Setelah beberapa menit perjalanan, bis kami belok kiri dan
naik keatas bukit sebelum kami sampai di sebuah bendungan yang besar. Selama
disana kami dipandu oleh seorang guide yang menunjukkan hal-hal penting
mengenai bendungan ini, khususnya fungsinya untuk menyediakan air minum untuk
daerah metropolitan Perth.
Bendungan Serpentine, dilihat dari atas.
Kami tidak lama berada di bendungan. Tak lama kami berangkat
lagi menuju ke air terjun Serpentine yang terletak beberapa kilo dari
bendungan. Dibanding bendungan, air terjun ini lebih menarik untuk dikunjungi. Disini kita bisa menikmati pemandangan air
terjun serta hutan di sekelilingnya. Di musim panas, tempat ini sangat populer buat
pelancong (baik lokal maupun mancanegara) yang mau piknik dan berenang di danau
dibawah air terjunnya. Tapi karena hari itu pas pertengahan musim dingin
(walapun cuacanya cerah) kami tidak tertarik untuk berenang di airnya yang
membeku!
Air terjun Serpentine difoto di bulan Agustus 1997. Perhatikan ada turis di kanan atas.
Dari air terjun, kita menuju ke taman disini dimana kita
mengadakan pesta barbeque (atau dikenal dengan sebutan “Barbie” buat orang
Australia).
Ini pertama kalinya saya ikut pesta barbeque kaya begini.

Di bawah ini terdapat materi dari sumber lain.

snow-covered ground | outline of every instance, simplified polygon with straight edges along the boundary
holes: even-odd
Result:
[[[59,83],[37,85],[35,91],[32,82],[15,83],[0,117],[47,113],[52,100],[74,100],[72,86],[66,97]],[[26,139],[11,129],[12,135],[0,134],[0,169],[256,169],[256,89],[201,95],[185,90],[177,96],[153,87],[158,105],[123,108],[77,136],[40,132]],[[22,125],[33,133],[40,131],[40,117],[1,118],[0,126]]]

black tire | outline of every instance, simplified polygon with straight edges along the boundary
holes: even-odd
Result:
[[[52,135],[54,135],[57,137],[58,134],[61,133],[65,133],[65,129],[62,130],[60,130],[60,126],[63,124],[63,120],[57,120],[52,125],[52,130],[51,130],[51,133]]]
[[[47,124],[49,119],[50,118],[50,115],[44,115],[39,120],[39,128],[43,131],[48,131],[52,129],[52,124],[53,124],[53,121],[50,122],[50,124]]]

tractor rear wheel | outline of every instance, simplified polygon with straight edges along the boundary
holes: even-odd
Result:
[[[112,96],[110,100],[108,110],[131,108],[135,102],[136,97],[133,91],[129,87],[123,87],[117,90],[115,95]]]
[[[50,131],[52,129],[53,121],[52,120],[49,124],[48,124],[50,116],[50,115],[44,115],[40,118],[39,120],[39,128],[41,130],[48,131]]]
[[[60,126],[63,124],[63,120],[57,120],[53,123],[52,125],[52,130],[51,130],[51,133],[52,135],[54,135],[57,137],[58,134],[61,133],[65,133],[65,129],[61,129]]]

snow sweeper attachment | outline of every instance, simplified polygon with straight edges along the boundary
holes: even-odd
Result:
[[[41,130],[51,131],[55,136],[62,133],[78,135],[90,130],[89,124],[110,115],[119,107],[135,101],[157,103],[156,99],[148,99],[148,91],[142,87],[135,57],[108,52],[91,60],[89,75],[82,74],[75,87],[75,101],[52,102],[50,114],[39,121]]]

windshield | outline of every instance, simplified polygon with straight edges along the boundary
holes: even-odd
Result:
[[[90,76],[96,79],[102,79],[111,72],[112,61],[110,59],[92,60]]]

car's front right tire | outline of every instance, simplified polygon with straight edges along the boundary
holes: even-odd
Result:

Jadi kita bakar-bakar dan masak daging yang kita bawa di kompor yang disediakan
di taman. Disini ada beberapa kompor permanen yang bisa dipakai pengunjung.
Cukup dengan masukan koin $2 di slot dan kita bisa memakainya selama beberapa
jam untuk memasak.
Kawan-kawan sekelas memasak bareng daging dengan bumbu Korea dan Jepang.
Kita memasak dan makan semua daging yang kami bawa dari
rumah di kompor ini (termasuk daging ayam dan sapi Halal yang sebelumnya sudah
disiapkan Feroza dari rumah), ditemani minuman ringan seperti Coca Cola,
Sprite, dll.
Bersiap memasak daging yang saya bawa dari rumah. Untungnya tidak ada yang terluka kena pisau.
Acara piknik ini benar-benar menyenangkan. Kami menikmati
makanan yang lezat sambil dikelilingi pemandangan indah, dan bermain-main
dengan kawan-kawan. Tidak heran orang Australia menganggap pesta “Barbie”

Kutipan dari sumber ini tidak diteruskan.